Charlestown’s David Hennessey will have his Monument Square home on the Tour, and he said he is excited to show how preservation can give a window into the past, as his home is a single-family home that is uniquely preserved.
“Our house is a big house,” he said. “Because of what happened in the historic period of Charlestown, about all the big homes were cut into rooming houses. I think its exciting for people to see what it was like to have a single-family home with 17 people living in it and servants too.”
Added Kitzis, “Our population now is about 16,000, but it was 40,000 people at its height. A lot of homes we live in today were designed for many, many, many more people with multiple generations. There wasn’t the idea of everyone having a room of their own. It was many people in the same space and eight or nine kids in the home.”

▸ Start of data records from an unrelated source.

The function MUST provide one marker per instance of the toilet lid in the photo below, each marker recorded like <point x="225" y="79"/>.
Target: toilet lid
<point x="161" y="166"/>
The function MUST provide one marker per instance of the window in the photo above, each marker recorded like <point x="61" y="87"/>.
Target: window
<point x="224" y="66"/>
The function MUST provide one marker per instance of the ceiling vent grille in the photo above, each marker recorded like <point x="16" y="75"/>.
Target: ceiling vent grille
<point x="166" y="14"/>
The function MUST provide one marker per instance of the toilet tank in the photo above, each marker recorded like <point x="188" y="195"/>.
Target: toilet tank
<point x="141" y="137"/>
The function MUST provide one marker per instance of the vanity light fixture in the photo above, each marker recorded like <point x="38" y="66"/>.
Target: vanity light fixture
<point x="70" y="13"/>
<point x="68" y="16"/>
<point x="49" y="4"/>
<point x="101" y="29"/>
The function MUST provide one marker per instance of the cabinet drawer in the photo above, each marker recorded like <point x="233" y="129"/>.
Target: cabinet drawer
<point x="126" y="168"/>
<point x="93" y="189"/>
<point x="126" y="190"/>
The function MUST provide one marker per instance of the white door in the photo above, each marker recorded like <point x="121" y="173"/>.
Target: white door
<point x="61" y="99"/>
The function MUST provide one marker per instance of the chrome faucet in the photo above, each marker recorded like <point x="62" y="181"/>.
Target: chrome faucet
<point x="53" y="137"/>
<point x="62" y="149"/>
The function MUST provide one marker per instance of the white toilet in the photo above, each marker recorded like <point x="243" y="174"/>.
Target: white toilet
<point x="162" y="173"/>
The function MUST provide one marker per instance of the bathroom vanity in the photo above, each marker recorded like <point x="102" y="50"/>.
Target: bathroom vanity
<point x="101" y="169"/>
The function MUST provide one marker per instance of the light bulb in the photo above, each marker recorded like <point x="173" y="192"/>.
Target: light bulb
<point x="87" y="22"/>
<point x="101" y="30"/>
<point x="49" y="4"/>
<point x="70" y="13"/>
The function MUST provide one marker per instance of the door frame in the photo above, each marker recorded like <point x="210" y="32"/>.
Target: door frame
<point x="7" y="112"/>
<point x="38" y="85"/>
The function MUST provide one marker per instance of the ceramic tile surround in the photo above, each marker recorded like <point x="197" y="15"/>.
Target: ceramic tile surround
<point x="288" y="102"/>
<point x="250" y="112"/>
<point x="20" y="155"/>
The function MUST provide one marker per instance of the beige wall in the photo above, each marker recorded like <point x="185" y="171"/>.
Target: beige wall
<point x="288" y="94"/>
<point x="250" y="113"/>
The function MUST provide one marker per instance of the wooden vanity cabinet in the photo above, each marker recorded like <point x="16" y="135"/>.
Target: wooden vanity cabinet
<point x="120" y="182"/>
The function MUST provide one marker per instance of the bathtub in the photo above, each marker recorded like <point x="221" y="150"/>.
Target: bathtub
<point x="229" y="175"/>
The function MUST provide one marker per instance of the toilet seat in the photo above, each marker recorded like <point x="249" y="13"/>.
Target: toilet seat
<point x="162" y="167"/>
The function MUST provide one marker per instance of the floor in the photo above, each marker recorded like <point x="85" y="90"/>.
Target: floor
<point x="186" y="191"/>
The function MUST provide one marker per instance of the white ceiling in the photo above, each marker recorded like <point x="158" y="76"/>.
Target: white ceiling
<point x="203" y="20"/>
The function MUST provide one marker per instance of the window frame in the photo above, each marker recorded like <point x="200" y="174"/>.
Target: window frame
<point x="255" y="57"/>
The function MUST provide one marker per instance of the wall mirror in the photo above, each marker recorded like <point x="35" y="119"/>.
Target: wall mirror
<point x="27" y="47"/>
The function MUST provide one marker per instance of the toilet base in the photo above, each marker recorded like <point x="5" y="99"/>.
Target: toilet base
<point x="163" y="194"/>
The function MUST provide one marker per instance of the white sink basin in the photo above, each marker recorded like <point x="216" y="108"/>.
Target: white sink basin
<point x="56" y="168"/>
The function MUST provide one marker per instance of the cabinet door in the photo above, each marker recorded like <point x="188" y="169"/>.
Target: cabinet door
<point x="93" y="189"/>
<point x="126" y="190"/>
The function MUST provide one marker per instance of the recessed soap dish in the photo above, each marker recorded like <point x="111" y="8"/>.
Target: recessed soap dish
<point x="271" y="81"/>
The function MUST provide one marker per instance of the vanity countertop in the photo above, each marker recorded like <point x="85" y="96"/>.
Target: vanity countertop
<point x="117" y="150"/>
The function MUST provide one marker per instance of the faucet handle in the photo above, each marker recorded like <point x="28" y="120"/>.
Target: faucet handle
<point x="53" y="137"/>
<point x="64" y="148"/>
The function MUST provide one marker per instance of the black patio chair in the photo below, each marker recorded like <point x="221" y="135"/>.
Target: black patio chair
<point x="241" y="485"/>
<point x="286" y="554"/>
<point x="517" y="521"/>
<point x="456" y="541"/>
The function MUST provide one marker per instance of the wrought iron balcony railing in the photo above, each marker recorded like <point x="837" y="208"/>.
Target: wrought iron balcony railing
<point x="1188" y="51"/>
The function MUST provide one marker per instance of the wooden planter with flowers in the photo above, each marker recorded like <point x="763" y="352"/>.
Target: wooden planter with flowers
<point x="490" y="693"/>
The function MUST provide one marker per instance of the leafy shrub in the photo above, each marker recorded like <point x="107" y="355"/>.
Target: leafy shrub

Another great feature of the tour is for visitors to see how homeowners have creatively brought homes into the modern era, such as emphasizing kitchens in homes where kitchens were built as an afterthought.
“Kitchens weren’t for families to use,” said Kitzis. “They were for servants to use. Now, the kitchen is a major part of the home and a place where people and families gather and spend time. It’s interesting to see how people have worked around the limitations of kitchen space in old homes…People use every bit of their house.”
Finally, the gathering place this year for the start of the tour is at Memorial Hall on Green Street, a building that is one of the oldest in the Town, but also one that has hit hard times.
“It’s one of the oldest buildings in Charlestown still standing, originally built in 1792,” said Kitzis, who noted that there is a significant preservation effort now being entered into for the old Hall.
Other highlights include:
- An original 1903 Steinway piano that is prominent in one home.
- An exceptional collection of Asian art will be on display in another home.
- A shuttle bus will run between the various homes.
- An industrial warehouse from 1969 that has been converted into a family home and commercial space.